The British Admiralty criticized Hayes for taking this action and saving the soldiers, saying he put the ship in danger by stopping in waters with active enemy U-boats. The boat’s best defense against a U-boat attack was its speed, and such a large ship that was stopped would have been an easy target. French Vice-Admiral Louis Dartige du Fournet awarded Hayes a Gold Medal of Honor for stopping to save the 34 soldiers. Olympic made several troop journeys to the Mediterranean up until early 1916, at which time the Gallipoli Campaign was abandoned.
At that time, they considered using the Olympic to transport troops by the Cape of Good Hope to India. After further investigation, they determined she wasn’t suitable for such a role because her coal bunkers had been designed for transatlantic runs didn’t have the capacity needed to pursue such a long journey at a reasonable speed.
The Canadian government chartered the Olympic from 1916 to 1917 to transport troops to Britain from Halifax, Nova Scotia. She gained 6-inch guns in 1917 and was painted with a camouflage scheme to make it more challenging for those observing to estimate where she was headed or her speed. She had dazzle camouflage in the colors of white, light blue, brown, and dark blue.
She made many visits to and from Halifax Harbor transporting Canadian troops overseas safely then back home after the war. She became a favorite symbol to people in Halifax. Arthur Lismer, the noted Group of Seven artist, painted several paintings of the Olympic in Halifax. Olympic Gardens, a large dance hall, was named in honor of the ship. After the U.S. declared war on Germany in 1917, the Olympic transported thousands of U.S. troops to Britain to aid in the fighting.
It was in the small hours of the morning of May 12, 1918, whilst the Olympic was en route to France with U.S. troops under Capt. Hayes’ command when a surfaced U-boat was sighted just 1,600 feet ahead. Her gunners immediately opened fire, and she turned, ramming the submarine, which immediately crash dived to 98 feet and turned a parallel course. It was almost immediately when Olympic struck the submarine near the conning tower with her port propeller slicing through the sub’s pressure hull.
The U-103 crew blew her ballast tanks, scuttled her and then abandoned the submarine right there. Olympic didn’t stop to pick up any survivors, but made her way on to Cherbourg. The USS Davis sighted distress flares and picked up 31 survivors from U-103.

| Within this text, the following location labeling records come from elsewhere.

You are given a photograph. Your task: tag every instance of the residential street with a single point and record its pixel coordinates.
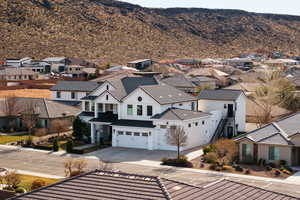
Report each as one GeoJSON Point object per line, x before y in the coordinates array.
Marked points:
{"type": "Point", "coordinates": [53, 164]}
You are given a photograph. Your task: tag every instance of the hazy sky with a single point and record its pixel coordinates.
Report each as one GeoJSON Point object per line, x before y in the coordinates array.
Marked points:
{"type": "Point", "coordinates": [264, 6]}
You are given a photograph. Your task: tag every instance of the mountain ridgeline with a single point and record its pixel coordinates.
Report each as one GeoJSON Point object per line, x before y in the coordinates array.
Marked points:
{"type": "Point", "coordinates": [115, 31]}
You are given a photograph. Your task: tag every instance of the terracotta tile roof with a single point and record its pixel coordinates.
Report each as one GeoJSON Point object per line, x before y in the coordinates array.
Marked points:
{"type": "Point", "coordinates": [116, 185]}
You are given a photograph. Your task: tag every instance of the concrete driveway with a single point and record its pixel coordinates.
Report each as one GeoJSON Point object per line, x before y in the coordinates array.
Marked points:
{"type": "Point", "coordinates": [119, 154]}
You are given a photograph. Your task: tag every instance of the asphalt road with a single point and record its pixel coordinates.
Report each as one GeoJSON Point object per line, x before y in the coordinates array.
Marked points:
{"type": "Point", "coordinates": [49, 163]}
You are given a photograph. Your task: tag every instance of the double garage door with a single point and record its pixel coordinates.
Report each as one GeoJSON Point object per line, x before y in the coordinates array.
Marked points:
{"type": "Point", "coordinates": [132, 139]}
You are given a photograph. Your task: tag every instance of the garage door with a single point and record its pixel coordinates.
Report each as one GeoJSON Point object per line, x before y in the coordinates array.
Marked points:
{"type": "Point", "coordinates": [132, 139]}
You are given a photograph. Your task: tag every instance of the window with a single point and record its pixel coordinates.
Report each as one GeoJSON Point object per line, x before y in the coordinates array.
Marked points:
{"type": "Point", "coordinates": [120, 133]}
{"type": "Point", "coordinates": [163, 126]}
{"type": "Point", "coordinates": [246, 150]}
{"type": "Point", "coordinates": [93, 107]}
{"type": "Point", "coordinates": [58, 95]}
{"type": "Point", "coordinates": [87, 106]}
{"type": "Point", "coordinates": [129, 109]}
{"type": "Point", "coordinates": [149, 111]}
{"type": "Point", "coordinates": [100, 107]}
{"type": "Point", "coordinates": [128, 133]}
{"type": "Point", "coordinates": [274, 153]}
{"type": "Point", "coordinates": [139, 110]}
{"type": "Point", "coordinates": [145, 134]}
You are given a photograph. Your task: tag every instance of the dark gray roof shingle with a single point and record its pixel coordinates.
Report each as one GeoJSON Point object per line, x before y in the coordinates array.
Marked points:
{"type": "Point", "coordinates": [227, 95]}
{"type": "Point", "coordinates": [117, 185]}
{"type": "Point", "coordinates": [82, 86]}
{"type": "Point", "coordinates": [179, 114]}
{"type": "Point", "coordinates": [277, 132]}
{"type": "Point", "coordinates": [165, 94]}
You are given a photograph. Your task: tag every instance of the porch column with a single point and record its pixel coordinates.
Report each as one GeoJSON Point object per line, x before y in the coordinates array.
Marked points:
{"type": "Point", "coordinates": [150, 140]}
{"type": "Point", "coordinates": [92, 133]}
{"type": "Point", "coordinates": [96, 110]}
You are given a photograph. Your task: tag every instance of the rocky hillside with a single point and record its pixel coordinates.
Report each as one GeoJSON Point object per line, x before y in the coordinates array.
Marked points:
{"type": "Point", "coordinates": [117, 32]}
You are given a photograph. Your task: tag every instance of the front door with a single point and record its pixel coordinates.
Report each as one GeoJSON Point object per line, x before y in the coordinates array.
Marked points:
{"type": "Point", "coordinates": [229, 132]}
{"type": "Point", "coordinates": [230, 110]}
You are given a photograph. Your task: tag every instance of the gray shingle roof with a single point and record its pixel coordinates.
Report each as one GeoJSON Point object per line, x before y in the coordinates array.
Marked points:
{"type": "Point", "coordinates": [178, 81]}
{"type": "Point", "coordinates": [227, 95]}
{"type": "Point", "coordinates": [117, 185]}
{"type": "Point", "coordinates": [45, 108]}
{"type": "Point", "coordinates": [179, 114]}
{"type": "Point", "coordinates": [83, 86]}
{"type": "Point", "coordinates": [277, 132]}
{"type": "Point", "coordinates": [165, 94]}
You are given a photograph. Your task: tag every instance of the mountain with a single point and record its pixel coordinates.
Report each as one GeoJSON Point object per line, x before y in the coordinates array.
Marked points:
{"type": "Point", "coordinates": [114, 31]}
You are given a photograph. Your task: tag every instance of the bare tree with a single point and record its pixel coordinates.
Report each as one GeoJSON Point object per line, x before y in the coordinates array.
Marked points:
{"type": "Point", "coordinates": [30, 117]}
{"type": "Point", "coordinates": [176, 136]}
{"type": "Point", "coordinates": [59, 126]}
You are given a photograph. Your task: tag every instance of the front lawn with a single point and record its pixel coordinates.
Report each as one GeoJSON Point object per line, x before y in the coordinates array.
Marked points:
{"type": "Point", "coordinates": [4, 139]}
{"type": "Point", "coordinates": [26, 181]}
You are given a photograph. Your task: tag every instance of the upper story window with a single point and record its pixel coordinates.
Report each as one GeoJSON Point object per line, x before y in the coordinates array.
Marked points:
{"type": "Point", "coordinates": [149, 111]}
{"type": "Point", "coordinates": [100, 107]}
{"type": "Point", "coordinates": [87, 106]}
{"type": "Point", "coordinates": [129, 109]}
{"type": "Point", "coordinates": [58, 95]}
{"type": "Point", "coordinates": [274, 153]}
{"type": "Point", "coordinates": [139, 110]}
{"type": "Point", "coordinates": [93, 107]}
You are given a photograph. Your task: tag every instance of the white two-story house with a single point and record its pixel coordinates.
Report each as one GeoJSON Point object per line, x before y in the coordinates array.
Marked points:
{"type": "Point", "coordinates": [136, 112]}
{"type": "Point", "coordinates": [71, 92]}
{"type": "Point", "coordinates": [232, 105]}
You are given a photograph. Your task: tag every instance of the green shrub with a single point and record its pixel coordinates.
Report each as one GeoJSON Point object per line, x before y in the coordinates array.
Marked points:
{"type": "Point", "coordinates": [55, 145]}
{"type": "Point", "coordinates": [282, 163]}
{"type": "Point", "coordinates": [20, 190]}
{"type": "Point", "coordinates": [69, 147]}
{"type": "Point", "coordinates": [181, 162]}
{"type": "Point", "coordinates": [37, 184]}
{"type": "Point", "coordinates": [211, 157]}
{"type": "Point", "coordinates": [207, 149]}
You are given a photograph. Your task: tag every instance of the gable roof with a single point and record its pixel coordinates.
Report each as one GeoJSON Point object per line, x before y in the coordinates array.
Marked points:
{"type": "Point", "coordinates": [227, 95]}
{"type": "Point", "coordinates": [165, 94]}
{"type": "Point", "coordinates": [179, 114]}
{"type": "Point", "coordinates": [100, 184]}
{"type": "Point", "coordinates": [82, 86]}
{"type": "Point", "coordinates": [278, 132]}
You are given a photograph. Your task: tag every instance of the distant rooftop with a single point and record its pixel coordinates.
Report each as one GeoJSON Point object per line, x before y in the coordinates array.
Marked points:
{"type": "Point", "coordinates": [227, 95]}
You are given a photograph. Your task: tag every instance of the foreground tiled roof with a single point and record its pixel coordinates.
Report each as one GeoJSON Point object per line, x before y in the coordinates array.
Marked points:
{"type": "Point", "coordinates": [115, 185]}
{"type": "Point", "coordinates": [278, 132]}
{"type": "Point", "coordinates": [227, 95]}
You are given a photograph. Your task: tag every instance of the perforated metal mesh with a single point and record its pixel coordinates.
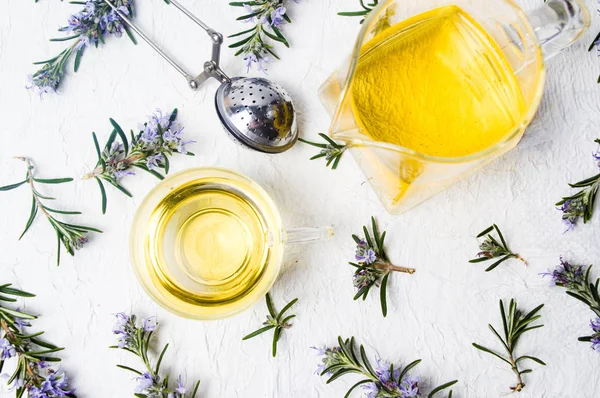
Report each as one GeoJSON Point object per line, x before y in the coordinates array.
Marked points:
{"type": "Point", "coordinates": [259, 113]}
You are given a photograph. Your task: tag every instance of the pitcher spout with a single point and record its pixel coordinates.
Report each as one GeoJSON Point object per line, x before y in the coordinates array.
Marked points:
{"type": "Point", "coordinates": [558, 24]}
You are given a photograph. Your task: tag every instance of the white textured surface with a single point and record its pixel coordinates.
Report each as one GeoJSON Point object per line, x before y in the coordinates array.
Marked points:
{"type": "Point", "coordinates": [434, 314]}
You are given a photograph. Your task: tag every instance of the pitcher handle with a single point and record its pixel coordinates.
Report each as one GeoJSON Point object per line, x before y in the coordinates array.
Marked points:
{"type": "Point", "coordinates": [558, 24]}
{"type": "Point", "coordinates": [305, 235]}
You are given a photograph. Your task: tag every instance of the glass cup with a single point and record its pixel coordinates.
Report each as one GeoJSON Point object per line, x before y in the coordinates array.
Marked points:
{"type": "Point", "coordinates": [402, 177]}
{"type": "Point", "coordinates": [207, 243]}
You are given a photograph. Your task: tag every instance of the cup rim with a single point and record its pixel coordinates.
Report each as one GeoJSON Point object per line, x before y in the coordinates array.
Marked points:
{"type": "Point", "coordinates": [155, 195]}
{"type": "Point", "coordinates": [506, 141]}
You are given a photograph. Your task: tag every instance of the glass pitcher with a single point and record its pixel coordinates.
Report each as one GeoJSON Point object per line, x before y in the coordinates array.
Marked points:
{"type": "Point", "coordinates": [403, 177]}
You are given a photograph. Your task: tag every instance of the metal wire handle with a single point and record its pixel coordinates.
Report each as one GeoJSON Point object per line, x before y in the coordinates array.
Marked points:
{"type": "Point", "coordinates": [211, 68]}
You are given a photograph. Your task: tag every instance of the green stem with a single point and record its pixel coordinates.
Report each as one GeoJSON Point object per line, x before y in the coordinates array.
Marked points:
{"type": "Point", "coordinates": [390, 267]}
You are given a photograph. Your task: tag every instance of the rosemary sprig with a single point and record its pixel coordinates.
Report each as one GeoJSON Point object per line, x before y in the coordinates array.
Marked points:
{"type": "Point", "coordinates": [267, 16]}
{"type": "Point", "coordinates": [148, 150]}
{"type": "Point", "coordinates": [581, 205]}
{"type": "Point", "coordinates": [72, 236]}
{"type": "Point", "coordinates": [330, 150]}
{"type": "Point", "coordinates": [274, 321]}
{"type": "Point", "coordinates": [492, 248]}
{"type": "Point", "coordinates": [87, 27]}
{"type": "Point", "coordinates": [138, 341]}
{"type": "Point", "coordinates": [575, 279]}
{"type": "Point", "coordinates": [373, 266]}
{"type": "Point", "coordinates": [33, 374]}
{"type": "Point", "coordinates": [514, 325]}
{"type": "Point", "coordinates": [383, 380]}
{"type": "Point", "coordinates": [595, 43]}
{"type": "Point", "coordinates": [366, 9]}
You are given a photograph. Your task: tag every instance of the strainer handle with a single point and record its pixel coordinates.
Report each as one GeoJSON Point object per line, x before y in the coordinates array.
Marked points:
{"type": "Point", "coordinates": [211, 68]}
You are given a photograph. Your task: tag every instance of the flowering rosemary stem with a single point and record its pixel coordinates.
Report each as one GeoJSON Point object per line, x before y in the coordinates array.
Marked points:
{"type": "Point", "coordinates": [390, 267]}
{"type": "Point", "coordinates": [127, 162]}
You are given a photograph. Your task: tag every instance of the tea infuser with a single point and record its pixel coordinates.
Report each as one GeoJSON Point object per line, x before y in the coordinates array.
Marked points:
{"type": "Point", "coordinates": [256, 112]}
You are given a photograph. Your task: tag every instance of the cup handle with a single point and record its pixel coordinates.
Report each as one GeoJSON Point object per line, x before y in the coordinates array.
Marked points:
{"type": "Point", "coordinates": [305, 235]}
{"type": "Point", "coordinates": [558, 24]}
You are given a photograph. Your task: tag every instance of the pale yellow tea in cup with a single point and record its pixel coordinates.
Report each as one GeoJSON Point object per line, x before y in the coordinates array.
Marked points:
{"type": "Point", "coordinates": [208, 244]}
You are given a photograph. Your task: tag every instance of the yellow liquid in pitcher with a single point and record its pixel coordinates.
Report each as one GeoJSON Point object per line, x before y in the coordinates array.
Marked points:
{"type": "Point", "coordinates": [208, 246]}
{"type": "Point", "coordinates": [438, 84]}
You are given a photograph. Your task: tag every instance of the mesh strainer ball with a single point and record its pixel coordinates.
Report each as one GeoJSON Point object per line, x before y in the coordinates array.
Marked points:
{"type": "Point", "coordinates": [258, 113]}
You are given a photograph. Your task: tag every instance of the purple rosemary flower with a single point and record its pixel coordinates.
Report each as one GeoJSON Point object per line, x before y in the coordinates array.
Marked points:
{"type": "Point", "coordinates": [387, 381]}
{"type": "Point", "coordinates": [137, 340]}
{"type": "Point", "coordinates": [85, 28]}
{"type": "Point", "coordinates": [145, 382]}
{"type": "Point", "coordinates": [595, 338]}
{"type": "Point", "coordinates": [149, 324]}
{"type": "Point", "coordinates": [21, 324]}
{"type": "Point", "coordinates": [409, 387]}
{"type": "Point", "coordinates": [7, 350]}
{"type": "Point", "coordinates": [180, 386]}
{"type": "Point", "coordinates": [575, 278]}
{"type": "Point", "coordinates": [277, 18]}
{"type": "Point", "coordinates": [567, 275]}
{"type": "Point", "coordinates": [581, 204]}
{"type": "Point", "coordinates": [153, 161]}
{"type": "Point", "coordinates": [158, 138]}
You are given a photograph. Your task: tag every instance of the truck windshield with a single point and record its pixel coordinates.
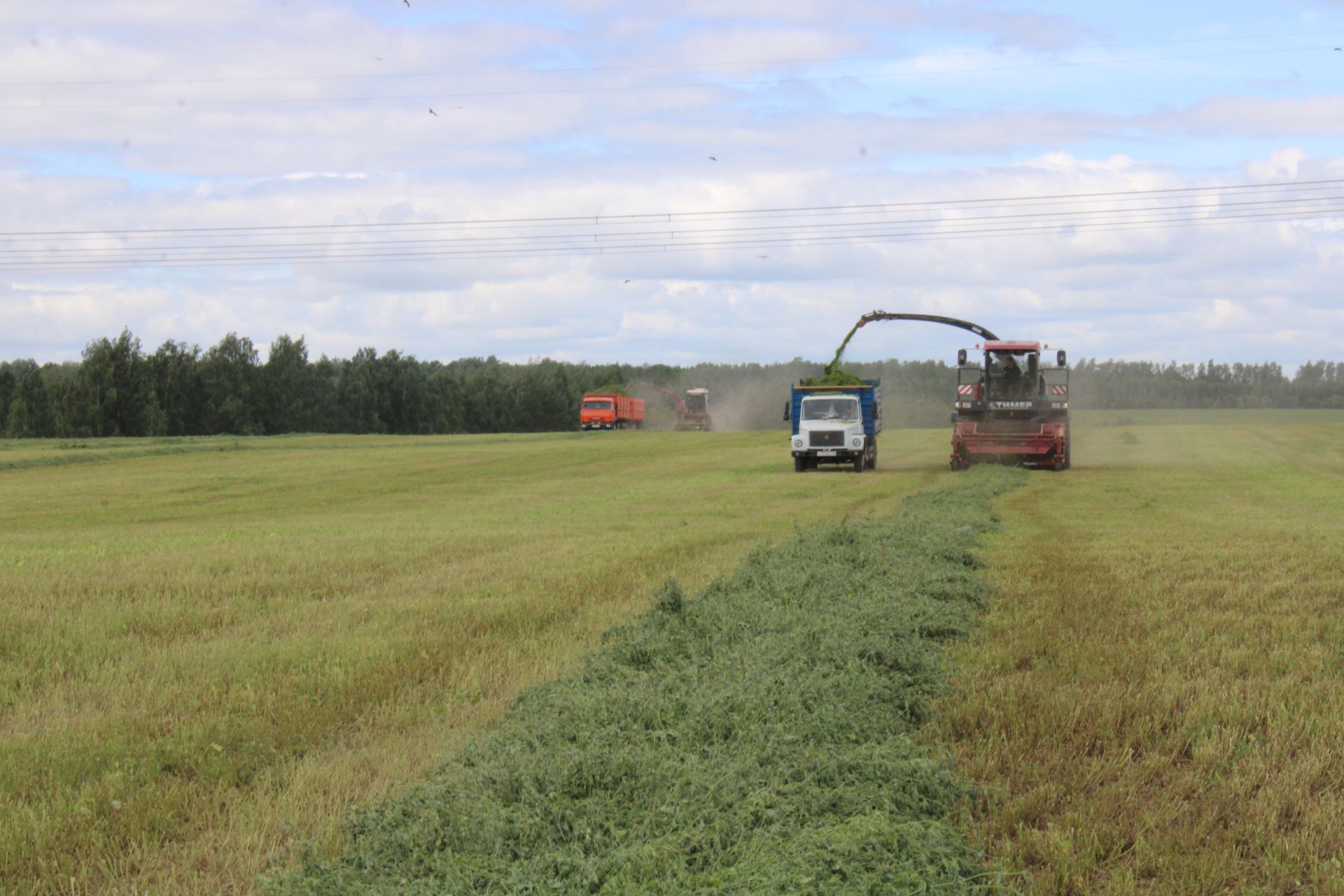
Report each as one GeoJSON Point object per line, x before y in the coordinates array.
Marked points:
{"type": "Point", "coordinates": [831, 409]}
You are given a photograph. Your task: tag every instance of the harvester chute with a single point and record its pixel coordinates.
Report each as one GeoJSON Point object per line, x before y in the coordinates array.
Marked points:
{"type": "Point", "coordinates": [1008, 409]}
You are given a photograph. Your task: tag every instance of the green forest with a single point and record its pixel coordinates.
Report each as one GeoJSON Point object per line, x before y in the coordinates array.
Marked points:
{"type": "Point", "coordinates": [118, 388]}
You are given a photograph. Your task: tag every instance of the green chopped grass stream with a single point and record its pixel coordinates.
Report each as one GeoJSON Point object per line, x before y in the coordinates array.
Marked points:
{"type": "Point", "coordinates": [761, 736]}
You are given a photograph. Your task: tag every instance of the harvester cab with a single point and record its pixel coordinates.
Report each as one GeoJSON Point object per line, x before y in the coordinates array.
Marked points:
{"type": "Point", "coordinates": [1011, 407]}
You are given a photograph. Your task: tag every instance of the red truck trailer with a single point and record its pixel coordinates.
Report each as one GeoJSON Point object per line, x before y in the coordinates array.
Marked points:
{"type": "Point", "coordinates": [610, 412]}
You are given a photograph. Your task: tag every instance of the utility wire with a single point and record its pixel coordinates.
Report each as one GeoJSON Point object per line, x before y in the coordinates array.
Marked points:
{"type": "Point", "coordinates": [479, 254]}
{"type": "Point", "coordinates": [1121, 195]}
{"type": "Point", "coordinates": [858, 226]}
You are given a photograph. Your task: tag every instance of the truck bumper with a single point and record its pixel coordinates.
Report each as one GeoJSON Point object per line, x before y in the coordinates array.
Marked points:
{"type": "Point", "coordinates": [836, 456]}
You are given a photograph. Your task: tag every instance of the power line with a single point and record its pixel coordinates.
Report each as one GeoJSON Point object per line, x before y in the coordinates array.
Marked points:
{"type": "Point", "coordinates": [575, 238]}
{"type": "Point", "coordinates": [687, 216]}
{"type": "Point", "coordinates": [549, 251]}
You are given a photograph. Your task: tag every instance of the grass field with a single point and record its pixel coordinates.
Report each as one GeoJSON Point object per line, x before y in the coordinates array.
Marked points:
{"type": "Point", "coordinates": [1154, 700]}
{"type": "Point", "coordinates": [211, 650]}
{"type": "Point", "coordinates": [214, 648]}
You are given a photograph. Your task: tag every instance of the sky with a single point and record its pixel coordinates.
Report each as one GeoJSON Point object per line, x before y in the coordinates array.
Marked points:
{"type": "Point", "coordinates": [711, 181]}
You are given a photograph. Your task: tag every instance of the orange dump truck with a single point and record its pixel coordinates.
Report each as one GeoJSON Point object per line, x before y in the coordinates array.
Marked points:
{"type": "Point", "coordinates": [610, 412]}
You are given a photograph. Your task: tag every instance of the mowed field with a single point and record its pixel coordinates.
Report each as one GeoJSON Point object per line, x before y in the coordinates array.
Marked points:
{"type": "Point", "coordinates": [213, 647]}
{"type": "Point", "coordinates": [1155, 701]}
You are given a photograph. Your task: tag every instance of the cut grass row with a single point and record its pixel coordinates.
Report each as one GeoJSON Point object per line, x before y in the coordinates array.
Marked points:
{"type": "Point", "coordinates": [210, 654]}
{"type": "Point", "coordinates": [1152, 703]}
{"type": "Point", "coordinates": [758, 738]}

Olympic made her way to Southampton with at least two dented hull plates and her prow twisted on one side, but it wasn’t breached. It was later learned that U-103 was intending to torpedo the Olympic when she was sighted, but the crew couldn’t flood the two torpedo tubes. Capt. Hayes was awarded the DSO for his service. Some of the American soldiers on board paid for a plaque to be placed in one of the lounges on the Olympic to commemorate the event. The plaque said:
“This tablet presented by the 59th Regiment United States Infantry commemorates the sinking of the German submarine U-103 by the Olympic on May 12th, 1918 in latitude 49 degrees 16 minutes north longitude 4 degrees 51 minutes west on the voyage from New York to Southampton with American troops. During the war, Olympic is reported to have carried up to 201,000 troops and other personnel, burning 347,000 tons of coal and travelling about 184,000 miles. Her impressive World War I service earned her the nickname Old Reliable. Her captain was knighted in 1919 for “valuable services in connection with the transport of troops.”